Looking at your page, I saw that at the bottom was the word “Previous” then boxes with page index then the word “Next”
It was sufficient to make me search for the word “Previous” which was available once.
Read the embedded comments to see other operations used to extract the number of pages.
Looking at the address displayed when I opened page 2 I was able to understand how the site build addresses of pages.
This gave the ability to read the numerous pages and store their concatenated contents in the variable XMLbrut.
In front of every messages are the button “Reply” so I searched for “Reply” in the grabbed datas.
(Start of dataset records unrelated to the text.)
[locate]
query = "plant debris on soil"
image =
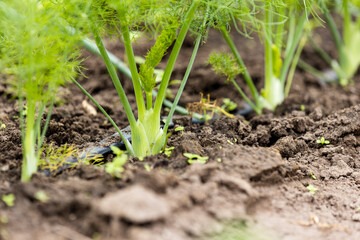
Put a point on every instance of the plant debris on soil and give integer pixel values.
(254, 185)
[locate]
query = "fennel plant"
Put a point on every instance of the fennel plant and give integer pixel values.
(347, 42)
(281, 25)
(147, 137)
(39, 55)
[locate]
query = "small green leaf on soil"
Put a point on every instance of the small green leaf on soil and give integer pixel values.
(195, 158)
(147, 167)
(311, 189)
(312, 176)
(8, 199)
(42, 196)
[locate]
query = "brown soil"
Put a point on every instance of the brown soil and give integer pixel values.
(254, 185)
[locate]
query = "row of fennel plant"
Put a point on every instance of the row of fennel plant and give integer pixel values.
(281, 26)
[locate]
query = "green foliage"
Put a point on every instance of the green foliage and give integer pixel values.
(116, 167)
(40, 54)
(8, 199)
(195, 158)
(167, 151)
(228, 105)
(224, 64)
(154, 57)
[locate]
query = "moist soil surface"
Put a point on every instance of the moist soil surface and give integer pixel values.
(266, 177)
The first occurrence was :
[format] <a class="gmbutton2 reply" href="http://comments.deviantart.com/4/9074072/3953600988#reply\" onclick=" if (window.GMI) return GMI.up(this, ‘CComment’).replyClick() ">Reply [/format]
I hesitated two seconds between counting occurrences of “gmbutton2 reply” and counting those of “replyClick”
As counting them gave the same result I was quite sure that it’s the wanted value.
Every page (minus the last one) display 5 messages.
The last one display 2 of them.
The page count was 16.
15 * 5 + 2 = 77 which is what I got so it seems that I am right.
I apologize but I can’t guess what is resembling the first page when it is the unique one so I don’t guarantee the behaviour in this case.
# Defines the URL
set theURL to "http://gothicage.deviantart.com"
# Based upon the URL builds the name of the text file to store the count of messages
# Replace every colon by -
set fichier_num to my remplace(theURL, ":", "-")
# Replace every / by _
set fichier_num to "_" & my remplace(fichier_num, "/", "_") & ".txt"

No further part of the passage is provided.